Blatty is also adept in depicting a character’s reaction to the other character. “So haunted. The tone so despairing and disproportionate to her condition. For a moment Chris felt shaken and confused” (Blatty 73). These sentences are the description of Chris’s reaction when she heard Rogan’s “despairing and disproportionate” tone. Chris feels pain when she realizes that Rogan is under too much pressure. As a mother , Chris empathizes the pain her daughter suffers. Blatty writes in this way to show the infinite love between Chris and Rogan.

Blatty utilizes imply or suggest rather than state directly what he intends to say. “In the middle of the night, Karras awakened in tears. He had dreamed of his mother. Standing at a window high in Manhattan…as he pictured her helpless and bewildered in a maze of tunnels beneath the ground” (Blatty 91). In this paragraph, Blatty describes the scene of Karras’s dream to suggest that Karras feels guilty about his mother. The scene in Karras’s dream is depressive. It is said that Karras’s mother failed to find Karras and Karras failed to retain his mother. It implies that Karras has abandoned his mother and he has to take irreversible consequences which is led by his mistakes. Blatty makes his audience feel about Karras’ grief through this kind of psychological suggestion. Take another instance, “She huskily murmured” (Blatty 105).
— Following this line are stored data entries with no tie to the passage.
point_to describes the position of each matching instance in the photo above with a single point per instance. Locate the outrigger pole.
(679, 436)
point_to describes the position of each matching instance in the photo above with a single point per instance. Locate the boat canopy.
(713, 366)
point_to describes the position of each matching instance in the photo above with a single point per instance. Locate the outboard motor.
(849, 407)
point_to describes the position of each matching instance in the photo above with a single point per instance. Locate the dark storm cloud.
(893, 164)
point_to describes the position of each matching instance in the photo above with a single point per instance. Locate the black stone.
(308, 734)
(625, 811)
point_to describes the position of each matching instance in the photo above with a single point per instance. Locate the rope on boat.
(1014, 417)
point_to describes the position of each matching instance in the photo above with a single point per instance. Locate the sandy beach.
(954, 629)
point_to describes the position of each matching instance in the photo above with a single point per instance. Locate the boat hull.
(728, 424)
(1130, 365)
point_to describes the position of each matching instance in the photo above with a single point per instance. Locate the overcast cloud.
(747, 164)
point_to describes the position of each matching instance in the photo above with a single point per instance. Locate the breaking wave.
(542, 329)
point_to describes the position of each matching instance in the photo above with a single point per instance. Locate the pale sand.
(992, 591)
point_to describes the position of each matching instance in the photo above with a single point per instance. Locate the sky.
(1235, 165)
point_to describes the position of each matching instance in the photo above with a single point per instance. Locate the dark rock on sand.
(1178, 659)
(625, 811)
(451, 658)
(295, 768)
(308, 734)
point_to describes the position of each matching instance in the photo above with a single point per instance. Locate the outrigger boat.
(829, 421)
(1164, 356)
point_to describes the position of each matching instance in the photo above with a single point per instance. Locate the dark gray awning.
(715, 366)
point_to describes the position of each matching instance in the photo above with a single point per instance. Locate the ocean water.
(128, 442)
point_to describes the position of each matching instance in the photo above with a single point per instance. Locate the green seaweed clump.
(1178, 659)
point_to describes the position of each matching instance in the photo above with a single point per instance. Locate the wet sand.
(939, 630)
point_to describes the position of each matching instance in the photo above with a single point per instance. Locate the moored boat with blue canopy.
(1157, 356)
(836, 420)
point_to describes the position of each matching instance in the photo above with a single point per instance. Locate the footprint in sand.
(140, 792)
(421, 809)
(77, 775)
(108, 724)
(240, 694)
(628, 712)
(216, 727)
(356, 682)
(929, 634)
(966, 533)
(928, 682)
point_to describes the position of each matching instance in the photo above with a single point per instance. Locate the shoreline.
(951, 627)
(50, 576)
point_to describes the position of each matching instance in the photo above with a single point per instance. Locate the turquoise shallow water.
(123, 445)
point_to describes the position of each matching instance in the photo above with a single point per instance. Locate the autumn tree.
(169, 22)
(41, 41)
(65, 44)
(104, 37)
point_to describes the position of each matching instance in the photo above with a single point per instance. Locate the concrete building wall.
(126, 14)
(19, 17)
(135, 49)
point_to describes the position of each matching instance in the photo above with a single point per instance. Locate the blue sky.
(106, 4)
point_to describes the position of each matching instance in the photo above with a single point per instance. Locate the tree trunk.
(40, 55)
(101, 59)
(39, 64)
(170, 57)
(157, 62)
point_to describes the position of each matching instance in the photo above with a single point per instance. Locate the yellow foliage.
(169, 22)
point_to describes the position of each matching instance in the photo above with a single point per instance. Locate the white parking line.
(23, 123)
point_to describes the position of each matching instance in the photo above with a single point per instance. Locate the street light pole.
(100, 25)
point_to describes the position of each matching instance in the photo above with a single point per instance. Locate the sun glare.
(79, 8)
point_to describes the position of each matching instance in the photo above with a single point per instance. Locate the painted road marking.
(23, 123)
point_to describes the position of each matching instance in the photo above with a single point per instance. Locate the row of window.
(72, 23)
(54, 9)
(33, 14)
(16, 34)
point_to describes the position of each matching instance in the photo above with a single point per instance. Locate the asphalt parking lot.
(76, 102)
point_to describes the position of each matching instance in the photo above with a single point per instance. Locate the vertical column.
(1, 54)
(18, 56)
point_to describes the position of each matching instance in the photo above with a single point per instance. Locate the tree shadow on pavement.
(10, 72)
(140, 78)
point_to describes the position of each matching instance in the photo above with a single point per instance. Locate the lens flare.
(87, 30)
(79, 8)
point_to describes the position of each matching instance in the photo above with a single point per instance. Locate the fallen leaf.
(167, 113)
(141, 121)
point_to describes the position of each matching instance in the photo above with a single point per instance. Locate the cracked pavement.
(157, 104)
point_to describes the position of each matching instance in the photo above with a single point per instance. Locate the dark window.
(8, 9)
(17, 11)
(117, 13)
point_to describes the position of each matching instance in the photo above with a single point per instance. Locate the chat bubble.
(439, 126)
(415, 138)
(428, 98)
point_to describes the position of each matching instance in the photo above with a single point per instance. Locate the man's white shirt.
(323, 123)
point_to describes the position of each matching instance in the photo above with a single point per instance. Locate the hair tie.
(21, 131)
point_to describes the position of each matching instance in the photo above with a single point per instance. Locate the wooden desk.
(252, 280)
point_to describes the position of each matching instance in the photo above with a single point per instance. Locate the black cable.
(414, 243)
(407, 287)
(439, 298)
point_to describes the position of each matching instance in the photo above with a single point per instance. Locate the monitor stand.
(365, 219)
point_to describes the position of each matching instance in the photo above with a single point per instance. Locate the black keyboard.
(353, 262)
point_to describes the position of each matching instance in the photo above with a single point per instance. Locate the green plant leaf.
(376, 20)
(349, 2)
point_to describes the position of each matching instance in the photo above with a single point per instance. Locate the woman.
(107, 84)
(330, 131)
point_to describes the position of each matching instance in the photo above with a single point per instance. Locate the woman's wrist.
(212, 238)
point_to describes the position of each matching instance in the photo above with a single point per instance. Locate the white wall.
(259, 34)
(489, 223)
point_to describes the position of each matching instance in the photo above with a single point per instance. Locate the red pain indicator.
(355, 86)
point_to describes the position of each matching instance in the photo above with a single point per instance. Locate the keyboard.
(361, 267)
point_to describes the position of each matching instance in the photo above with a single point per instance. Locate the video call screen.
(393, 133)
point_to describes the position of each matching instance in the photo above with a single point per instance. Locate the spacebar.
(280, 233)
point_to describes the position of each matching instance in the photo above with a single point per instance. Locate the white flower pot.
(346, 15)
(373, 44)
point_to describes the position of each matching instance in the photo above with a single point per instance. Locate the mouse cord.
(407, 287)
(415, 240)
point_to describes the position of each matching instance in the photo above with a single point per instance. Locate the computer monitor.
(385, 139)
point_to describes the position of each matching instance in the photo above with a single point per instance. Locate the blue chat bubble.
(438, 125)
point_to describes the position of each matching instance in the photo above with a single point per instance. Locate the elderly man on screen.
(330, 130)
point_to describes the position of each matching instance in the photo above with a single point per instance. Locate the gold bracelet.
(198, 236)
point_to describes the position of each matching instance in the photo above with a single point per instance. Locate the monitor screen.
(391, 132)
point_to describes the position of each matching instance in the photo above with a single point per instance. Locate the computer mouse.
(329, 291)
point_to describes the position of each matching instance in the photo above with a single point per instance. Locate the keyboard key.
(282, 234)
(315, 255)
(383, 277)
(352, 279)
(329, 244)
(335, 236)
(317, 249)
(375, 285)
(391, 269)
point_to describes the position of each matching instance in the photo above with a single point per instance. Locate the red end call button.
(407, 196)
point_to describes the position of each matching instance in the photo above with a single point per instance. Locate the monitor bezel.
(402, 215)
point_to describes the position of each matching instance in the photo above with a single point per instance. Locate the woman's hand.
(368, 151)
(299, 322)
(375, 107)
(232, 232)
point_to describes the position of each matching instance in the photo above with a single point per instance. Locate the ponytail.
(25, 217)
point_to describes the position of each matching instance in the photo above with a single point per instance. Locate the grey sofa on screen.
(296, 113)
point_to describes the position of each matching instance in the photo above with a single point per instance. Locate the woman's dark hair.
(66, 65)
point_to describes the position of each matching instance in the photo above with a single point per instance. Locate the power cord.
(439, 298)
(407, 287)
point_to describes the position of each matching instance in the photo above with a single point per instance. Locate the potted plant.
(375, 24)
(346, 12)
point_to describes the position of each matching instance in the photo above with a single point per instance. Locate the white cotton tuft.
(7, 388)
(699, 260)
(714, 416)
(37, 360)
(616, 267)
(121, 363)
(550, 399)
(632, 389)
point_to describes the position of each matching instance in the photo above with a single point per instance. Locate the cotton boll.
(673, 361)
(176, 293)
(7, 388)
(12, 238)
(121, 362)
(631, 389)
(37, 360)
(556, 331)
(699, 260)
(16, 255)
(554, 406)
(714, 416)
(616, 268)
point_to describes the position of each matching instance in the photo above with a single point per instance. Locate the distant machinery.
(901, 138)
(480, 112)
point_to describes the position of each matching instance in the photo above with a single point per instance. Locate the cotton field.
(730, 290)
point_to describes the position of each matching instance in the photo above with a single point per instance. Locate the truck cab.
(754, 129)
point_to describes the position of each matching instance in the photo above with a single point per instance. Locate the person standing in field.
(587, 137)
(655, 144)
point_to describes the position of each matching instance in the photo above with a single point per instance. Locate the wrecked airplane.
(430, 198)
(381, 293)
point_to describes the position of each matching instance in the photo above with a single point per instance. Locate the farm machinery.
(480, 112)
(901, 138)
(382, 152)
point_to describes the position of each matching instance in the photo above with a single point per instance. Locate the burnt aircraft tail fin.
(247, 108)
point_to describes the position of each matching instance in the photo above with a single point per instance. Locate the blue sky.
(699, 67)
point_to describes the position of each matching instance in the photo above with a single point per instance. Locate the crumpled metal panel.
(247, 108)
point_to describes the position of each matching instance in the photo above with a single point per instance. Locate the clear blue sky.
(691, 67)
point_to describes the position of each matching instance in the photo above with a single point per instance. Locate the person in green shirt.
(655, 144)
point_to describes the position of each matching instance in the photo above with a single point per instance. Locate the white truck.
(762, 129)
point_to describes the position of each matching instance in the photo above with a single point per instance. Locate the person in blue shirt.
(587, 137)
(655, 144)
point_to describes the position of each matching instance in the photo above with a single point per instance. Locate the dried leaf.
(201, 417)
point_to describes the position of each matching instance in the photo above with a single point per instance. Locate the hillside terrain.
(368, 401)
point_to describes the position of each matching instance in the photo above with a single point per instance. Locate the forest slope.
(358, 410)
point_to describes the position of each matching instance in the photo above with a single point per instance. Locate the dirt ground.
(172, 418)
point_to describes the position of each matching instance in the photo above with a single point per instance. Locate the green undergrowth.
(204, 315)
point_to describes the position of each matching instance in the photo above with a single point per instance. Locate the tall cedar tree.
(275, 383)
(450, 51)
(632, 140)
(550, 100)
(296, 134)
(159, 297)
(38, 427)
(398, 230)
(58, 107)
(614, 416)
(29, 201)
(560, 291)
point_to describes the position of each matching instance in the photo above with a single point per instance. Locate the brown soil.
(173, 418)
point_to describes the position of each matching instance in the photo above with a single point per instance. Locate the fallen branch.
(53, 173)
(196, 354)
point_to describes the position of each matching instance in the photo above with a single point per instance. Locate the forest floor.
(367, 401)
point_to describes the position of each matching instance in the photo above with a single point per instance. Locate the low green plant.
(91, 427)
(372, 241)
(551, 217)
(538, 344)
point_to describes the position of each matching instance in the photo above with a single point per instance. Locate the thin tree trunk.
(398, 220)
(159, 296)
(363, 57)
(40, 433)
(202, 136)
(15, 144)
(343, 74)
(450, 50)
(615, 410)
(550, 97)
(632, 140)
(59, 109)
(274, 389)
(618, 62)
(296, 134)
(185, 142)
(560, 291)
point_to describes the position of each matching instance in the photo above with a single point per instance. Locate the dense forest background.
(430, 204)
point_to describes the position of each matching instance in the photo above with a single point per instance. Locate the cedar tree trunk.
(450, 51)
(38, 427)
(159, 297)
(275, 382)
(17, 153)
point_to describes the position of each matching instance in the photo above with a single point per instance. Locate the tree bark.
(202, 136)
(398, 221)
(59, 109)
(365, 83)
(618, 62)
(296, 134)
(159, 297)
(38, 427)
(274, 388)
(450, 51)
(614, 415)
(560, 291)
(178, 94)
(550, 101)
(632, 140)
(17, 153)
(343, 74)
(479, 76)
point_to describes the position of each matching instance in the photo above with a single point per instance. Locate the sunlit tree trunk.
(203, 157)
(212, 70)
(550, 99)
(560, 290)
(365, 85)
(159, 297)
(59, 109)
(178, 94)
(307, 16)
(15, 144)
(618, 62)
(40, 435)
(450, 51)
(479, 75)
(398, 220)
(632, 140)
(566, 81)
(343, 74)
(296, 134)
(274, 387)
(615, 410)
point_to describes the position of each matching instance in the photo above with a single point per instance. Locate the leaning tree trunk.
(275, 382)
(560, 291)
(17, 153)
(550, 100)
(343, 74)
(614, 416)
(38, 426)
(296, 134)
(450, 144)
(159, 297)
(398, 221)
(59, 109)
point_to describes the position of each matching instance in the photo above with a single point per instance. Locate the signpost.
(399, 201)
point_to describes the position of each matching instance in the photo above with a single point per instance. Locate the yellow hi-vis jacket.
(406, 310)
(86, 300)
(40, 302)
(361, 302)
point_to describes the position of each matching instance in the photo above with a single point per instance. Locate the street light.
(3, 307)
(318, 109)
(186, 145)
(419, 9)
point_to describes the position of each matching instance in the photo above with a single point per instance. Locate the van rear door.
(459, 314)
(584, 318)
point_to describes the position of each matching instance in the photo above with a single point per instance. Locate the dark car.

This is the detailed description of Chris’s tone and expression when she asked the doctor for some good news. The audiences could imagine that she murmured softly with an upset face, and they could know about a mother’s feeling when her daughter got into trouble. Blatty describes the burden Chris has bearded through detailed description in her language, manner and action to tell audiences that Chris’s sufferings is not less than her daughter. There are a lot of descriptions like this to explain how Rogan’s conditions could deeply affect Chris’s emotions and feelings. Blatty uses this way to deliver his message to audiences that love and connections among people could be proved when they encountered difficulties or in accident. These descriptions of characters are also helpful for the switch in characters’ personality, like Rogan’s great change and how Chris has been changed from a helpless woman to a mother with love and strength.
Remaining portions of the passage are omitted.